Monday, 8 December 2014

No posts these last few months

Once again I have been removed from my proposed phased retirement and thrown back into teaching virtually full-time. Hence the lack of posts and the fact that I could give no notice of returning back into the fray.
I did deliver the life class and I feel managed to do this whilst not quite descending into the worst of what these classes offer. Some sessions were challenging and enlightening and the final three sessions which were much more student led, began to hint at possible ways to actually work from the model and not simply repeat what had gone before.
The key sessions were perhaps mid way through, once I had covered measurement, tone etc. I started to look at perceptual problems, one in particular being the problem with eye scan and size constancy.
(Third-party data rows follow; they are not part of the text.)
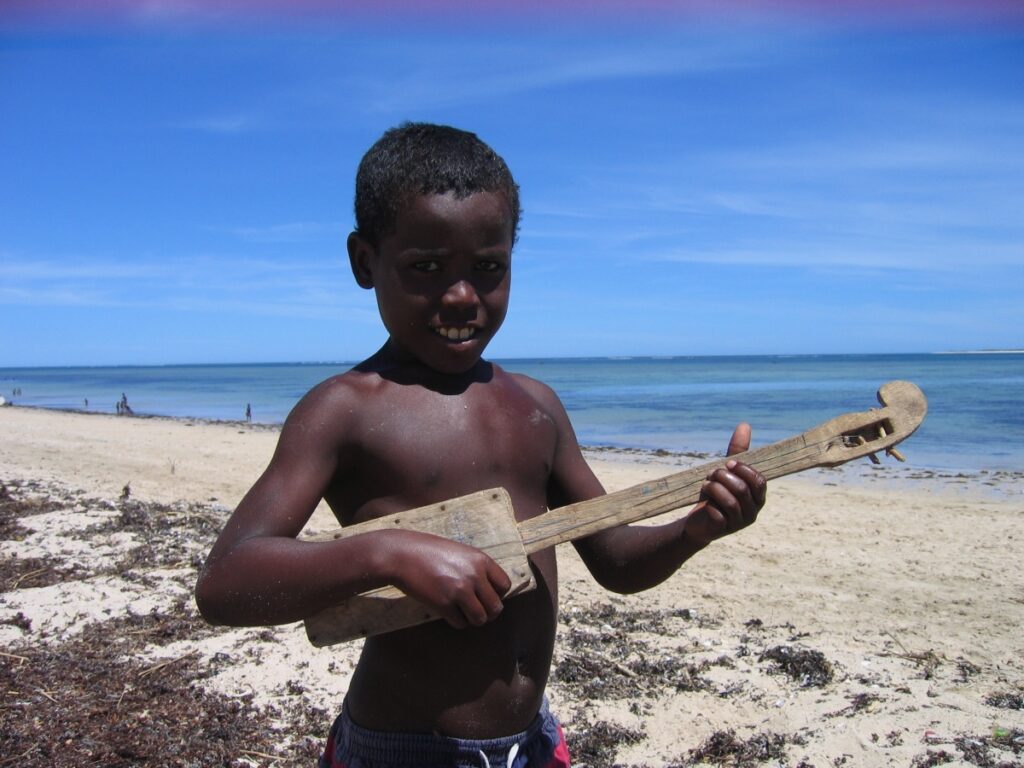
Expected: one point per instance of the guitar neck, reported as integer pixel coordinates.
(666, 494)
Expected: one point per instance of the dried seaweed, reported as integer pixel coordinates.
(723, 748)
(809, 668)
(595, 745)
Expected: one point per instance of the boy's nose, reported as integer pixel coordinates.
(461, 293)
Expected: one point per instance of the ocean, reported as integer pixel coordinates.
(975, 421)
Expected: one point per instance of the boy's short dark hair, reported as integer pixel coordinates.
(426, 159)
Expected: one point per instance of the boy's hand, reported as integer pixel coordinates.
(463, 584)
(731, 497)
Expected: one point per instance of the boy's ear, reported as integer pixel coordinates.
(360, 256)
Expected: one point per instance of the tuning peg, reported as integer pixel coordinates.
(895, 454)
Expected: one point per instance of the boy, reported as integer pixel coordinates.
(423, 420)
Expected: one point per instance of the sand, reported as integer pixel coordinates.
(870, 617)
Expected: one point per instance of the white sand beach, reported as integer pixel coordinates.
(870, 617)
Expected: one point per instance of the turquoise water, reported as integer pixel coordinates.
(976, 401)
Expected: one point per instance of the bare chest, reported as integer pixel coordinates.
(428, 446)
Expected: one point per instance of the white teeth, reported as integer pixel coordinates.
(457, 334)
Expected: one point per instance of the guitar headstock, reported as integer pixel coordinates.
(854, 435)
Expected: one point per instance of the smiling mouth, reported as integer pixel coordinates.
(454, 334)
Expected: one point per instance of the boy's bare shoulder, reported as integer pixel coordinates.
(335, 403)
(543, 393)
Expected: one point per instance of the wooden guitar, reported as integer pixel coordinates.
(486, 520)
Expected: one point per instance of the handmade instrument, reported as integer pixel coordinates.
(486, 520)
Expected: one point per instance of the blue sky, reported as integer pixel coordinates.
(177, 188)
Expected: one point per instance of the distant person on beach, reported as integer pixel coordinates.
(425, 419)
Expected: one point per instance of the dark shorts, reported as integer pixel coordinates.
(350, 745)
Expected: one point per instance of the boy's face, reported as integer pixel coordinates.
(441, 276)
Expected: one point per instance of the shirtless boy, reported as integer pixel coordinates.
(426, 419)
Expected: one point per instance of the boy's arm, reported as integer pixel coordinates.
(258, 573)
(631, 558)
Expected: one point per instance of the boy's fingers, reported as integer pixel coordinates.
(755, 481)
(740, 439)
(722, 500)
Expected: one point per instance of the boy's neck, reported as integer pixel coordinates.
(403, 369)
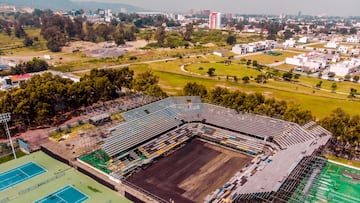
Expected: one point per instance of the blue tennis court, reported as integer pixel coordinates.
(19, 174)
(66, 194)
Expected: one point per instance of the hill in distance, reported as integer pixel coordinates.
(69, 5)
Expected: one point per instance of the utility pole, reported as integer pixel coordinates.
(4, 118)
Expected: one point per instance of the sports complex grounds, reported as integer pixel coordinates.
(42, 179)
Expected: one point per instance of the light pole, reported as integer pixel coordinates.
(4, 118)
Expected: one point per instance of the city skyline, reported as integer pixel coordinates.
(307, 7)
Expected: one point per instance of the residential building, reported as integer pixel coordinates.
(215, 20)
(343, 49)
(312, 61)
(289, 43)
(332, 45)
(303, 40)
(254, 47)
(346, 67)
(353, 39)
(13, 81)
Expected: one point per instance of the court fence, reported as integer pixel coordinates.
(97, 178)
(55, 156)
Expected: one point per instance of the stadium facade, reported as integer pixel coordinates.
(284, 153)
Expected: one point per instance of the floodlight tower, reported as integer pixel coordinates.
(4, 118)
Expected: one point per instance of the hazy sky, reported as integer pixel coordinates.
(313, 7)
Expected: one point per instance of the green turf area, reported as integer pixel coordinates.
(317, 45)
(58, 175)
(344, 161)
(98, 159)
(321, 103)
(269, 59)
(223, 70)
(333, 186)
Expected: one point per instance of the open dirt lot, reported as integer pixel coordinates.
(103, 49)
(191, 173)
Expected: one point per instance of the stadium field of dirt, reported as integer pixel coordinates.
(191, 173)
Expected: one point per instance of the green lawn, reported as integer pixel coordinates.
(96, 192)
(269, 59)
(318, 45)
(344, 86)
(285, 67)
(344, 161)
(223, 70)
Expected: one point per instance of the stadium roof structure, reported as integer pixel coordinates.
(294, 147)
(151, 120)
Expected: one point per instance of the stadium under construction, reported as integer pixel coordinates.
(283, 160)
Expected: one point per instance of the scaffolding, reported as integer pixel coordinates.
(294, 187)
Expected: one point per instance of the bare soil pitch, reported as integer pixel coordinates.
(191, 173)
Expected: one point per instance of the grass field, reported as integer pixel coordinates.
(301, 92)
(47, 183)
(269, 59)
(223, 70)
(344, 161)
(318, 45)
(333, 186)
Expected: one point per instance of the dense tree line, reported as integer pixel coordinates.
(45, 98)
(345, 128)
(59, 30)
(251, 103)
(35, 65)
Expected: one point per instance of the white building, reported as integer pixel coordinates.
(346, 67)
(332, 45)
(353, 39)
(215, 20)
(289, 43)
(303, 40)
(343, 49)
(355, 51)
(312, 61)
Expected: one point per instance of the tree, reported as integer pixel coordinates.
(343, 31)
(255, 63)
(287, 76)
(347, 77)
(333, 87)
(19, 31)
(231, 40)
(246, 79)
(260, 78)
(353, 92)
(188, 32)
(53, 45)
(194, 89)
(356, 78)
(353, 31)
(144, 80)
(294, 114)
(211, 71)
(288, 34)
(248, 62)
(28, 41)
(331, 74)
(119, 39)
(147, 36)
(160, 36)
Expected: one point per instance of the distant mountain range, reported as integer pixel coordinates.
(68, 5)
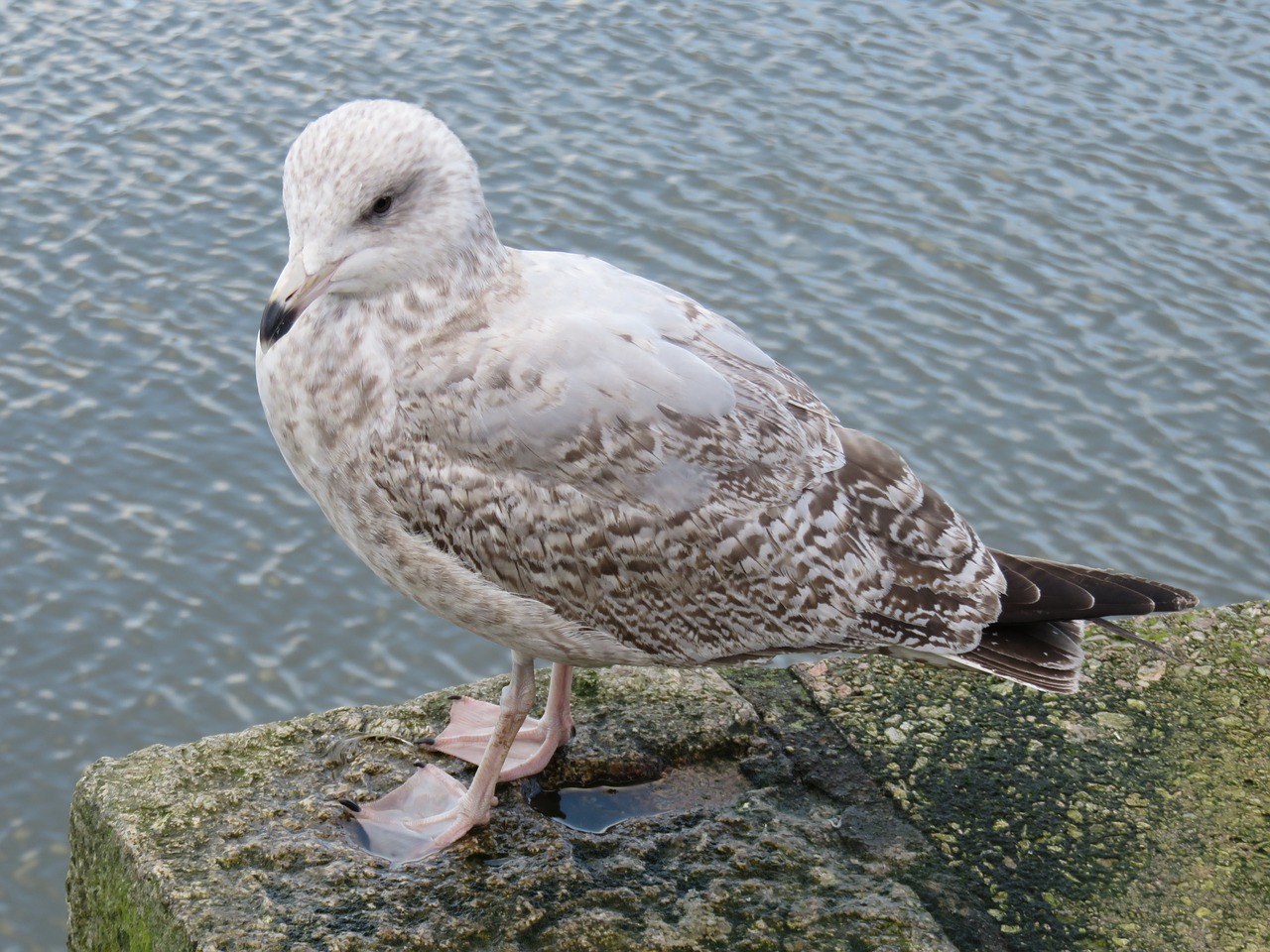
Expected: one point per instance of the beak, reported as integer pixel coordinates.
(294, 293)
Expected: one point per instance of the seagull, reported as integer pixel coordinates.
(592, 468)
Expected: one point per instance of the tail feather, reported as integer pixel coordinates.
(1038, 589)
(1037, 638)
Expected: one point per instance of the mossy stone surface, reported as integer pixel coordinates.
(852, 803)
(235, 842)
(1134, 814)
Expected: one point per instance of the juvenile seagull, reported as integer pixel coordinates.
(592, 468)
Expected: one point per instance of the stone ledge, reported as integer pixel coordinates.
(869, 805)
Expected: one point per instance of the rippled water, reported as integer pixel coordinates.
(1026, 244)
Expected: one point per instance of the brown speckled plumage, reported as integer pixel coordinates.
(590, 467)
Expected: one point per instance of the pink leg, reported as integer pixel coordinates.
(432, 810)
(472, 722)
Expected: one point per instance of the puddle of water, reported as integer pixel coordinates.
(601, 807)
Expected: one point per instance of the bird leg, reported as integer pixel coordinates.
(472, 722)
(432, 810)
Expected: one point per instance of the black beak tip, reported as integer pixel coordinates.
(276, 321)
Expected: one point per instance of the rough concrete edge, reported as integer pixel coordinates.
(112, 905)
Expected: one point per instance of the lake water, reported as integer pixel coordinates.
(1024, 243)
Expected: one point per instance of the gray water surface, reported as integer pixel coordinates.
(1026, 244)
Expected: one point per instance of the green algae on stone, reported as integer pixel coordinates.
(1135, 812)
(235, 842)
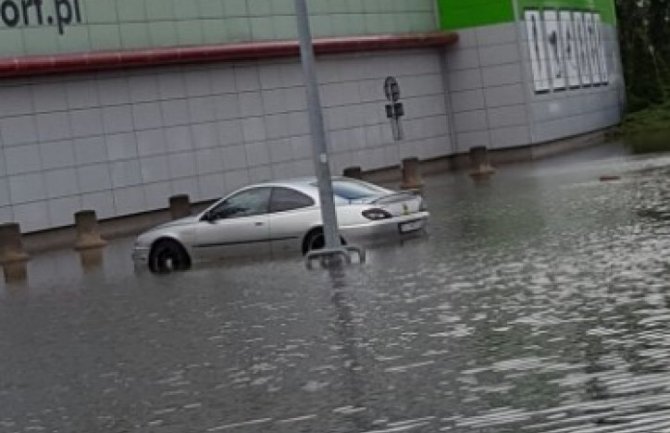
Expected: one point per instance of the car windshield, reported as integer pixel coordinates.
(352, 191)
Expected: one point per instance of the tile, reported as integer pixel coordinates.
(510, 137)
(247, 78)
(502, 75)
(23, 159)
(253, 129)
(49, 96)
(53, 126)
(151, 142)
(86, 122)
(178, 139)
(117, 119)
(155, 169)
(125, 173)
(61, 182)
(251, 104)
(157, 195)
(181, 165)
(171, 85)
(92, 178)
(82, 94)
(234, 157)
(18, 130)
(33, 216)
(211, 186)
(504, 95)
(202, 109)
(500, 54)
(57, 154)
(101, 202)
(113, 91)
(147, 115)
(143, 88)
(230, 132)
(512, 115)
(208, 161)
(16, 101)
(257, 154)
(186, 185)
(467, 100)
(175, 112)
(121, 146)
(90, 150)
(25, 188)
(129, 200)
(205, 135)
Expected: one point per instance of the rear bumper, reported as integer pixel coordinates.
(384, 229)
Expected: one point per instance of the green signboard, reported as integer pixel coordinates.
(29, 27)
(460, 14)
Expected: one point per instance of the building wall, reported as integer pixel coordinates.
(131, 24)
(122, 143)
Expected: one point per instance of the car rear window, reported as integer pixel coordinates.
(351, 191)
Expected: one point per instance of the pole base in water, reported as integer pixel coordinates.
(334, 258)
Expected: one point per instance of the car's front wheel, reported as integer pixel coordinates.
(168, 256)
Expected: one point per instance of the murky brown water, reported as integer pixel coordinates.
(539, 303)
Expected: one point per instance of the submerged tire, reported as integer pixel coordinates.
(168, 256)
(315, 240)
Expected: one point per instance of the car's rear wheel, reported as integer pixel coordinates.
(315, 240)
(168, 256)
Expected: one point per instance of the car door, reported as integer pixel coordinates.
(236, 227)
(292, 213)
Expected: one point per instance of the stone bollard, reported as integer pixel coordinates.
(88, 236)
(353, 172)
(411, 174)
(180, 206)
(479, 161)
(11, 246)
(12, 257)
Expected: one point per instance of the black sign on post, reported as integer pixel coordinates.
(395, 110)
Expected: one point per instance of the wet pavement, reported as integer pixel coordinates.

Students were asked to build images of the model, starting by looking at the feet and then moving up and using a new sheet of paper for each field of gaze. These were fitted together, to build large-scale images, which were themselves big enough to stimulate a more ‘phenomenological’ engagement. Each session following took on another aspect of looking, including a session on portraiture and how we gradually become aware of ‘likeness’, using soft focus techniques to gradually shift the face into view.
The collaborative sessions were fine and the mobile phone portraits in particular were fascinating glimpses into how quickly groups of students can work with this technology to make convincing pieces. Tiny videos were synchronised across lines of mobiles, or played off against each other when blue-tacked into geometric shapes on the wall. One piece in particular worked very well, students miming an idea that parts of their bodies were trapped within metal cages, then when run on a stack of mobiles new composite bodies were made, bodies that were banging and bumping into the ‘frames’ of the mobiles. The head bumping and bouncing off the sides of the mobile frame, creating a very physical presence in such a small series of linked frames.
Some of the small-scale joint work made for the miniature galleries was surprising and fresh and the invention levels were high and continued on into the construction of the galleries themselves. So perhaps I needn’t have been too worried about this module. The first mobile phone ‘concert’ was a great success and has already been used as part of an external event ‘icebreaker’. However these were just small drops in an ocean of teaching, once more having to support all first year modules, as well as taking over responsibility for third years on Fridays. The Friday work is however one to one tutorials and small critiques with usually highly engaged students who are well into what they are doing. This is nearly always a rewarding thing to do, just exhausting, because at the end of the day you feel as if you have given out just about every idea that you have. It takes a full day to recover and then another morning before I can start to think up some new stuff that I can use on myself.
This working almost full-time will continue and I have just been asked to carry on doing so until the end of this academic year.  So my idea of a gradual reflection will have to be put off once again. Perhaps next year will be less frenetic.
In the meantime Glynn Thompson has been showing his Damien Hirst inspired show at the Tetley and Terry and Colin went to see it. I’m not sure what they thought, but I presume they enjoyed the story. Terry contacted me to let me know that the experience had reminded him of another couple of stories, and so it goes, one story sparks off another and so on. Frank Lisle had told him a story about Jacob Kramer, Kramer not just giving his name to the art school, but providing a romantic role model of the artist/drunk, a role model, (according to Glynn’s story) apparently one that Patrick Oliver could have been responding to when he was a ‘wild young artist’, one of the ‘Teddy Boys of British Art’ as Patrick liked to remember. Tales of Kramer would have of course circulated around the Oliver house from the time when Patrick’s father W. T. Oliver was art critic for the Yorkshire Post.  Then of course according to Glynn, a young Hirst bumped into Patrick, a man who had refined his wild man artist image to perfection, and who would thus be an inspiration to said young man, and so it goes, and on we go into an eventual art history. I’m not sure, but a good story is a good story, myths are always better than reality, they strip out the dross and boring bits and leave us with what we need.
I am now of course part of the art college story myself. I’m not sure what role I take anymore, perhaps one of the old codger, or the historian or maybe it’s a bit like ‘Goodbye Mister Chipps’, O’Toole’s role in that film cementing another Patrick connection into place. Patrick used to say I was a good translator, working to help students understand all the things that were flying over their heads. Perhaps I was worried about bad teaching. I still want to see the business done well, I still want to see students fired up by excitement, but putting out stuff too far above their heads can mean they look up for a moment and miss it, but of course it can mean that some will look up and keep their eyes posted, these are of course those blessed with good eyesight and they will go far, but others need someone else to get them to look up again, and to help them focus, because if there is nothing there when they first look, they might not do so again.
Patrick’s wife has contacted me and wants to house his old notebooks somewhere, luckily the college has an archive now and they can go there, however I'm pretty sure they will need the services of a translator again if those old notebooks are to make sense to anyone.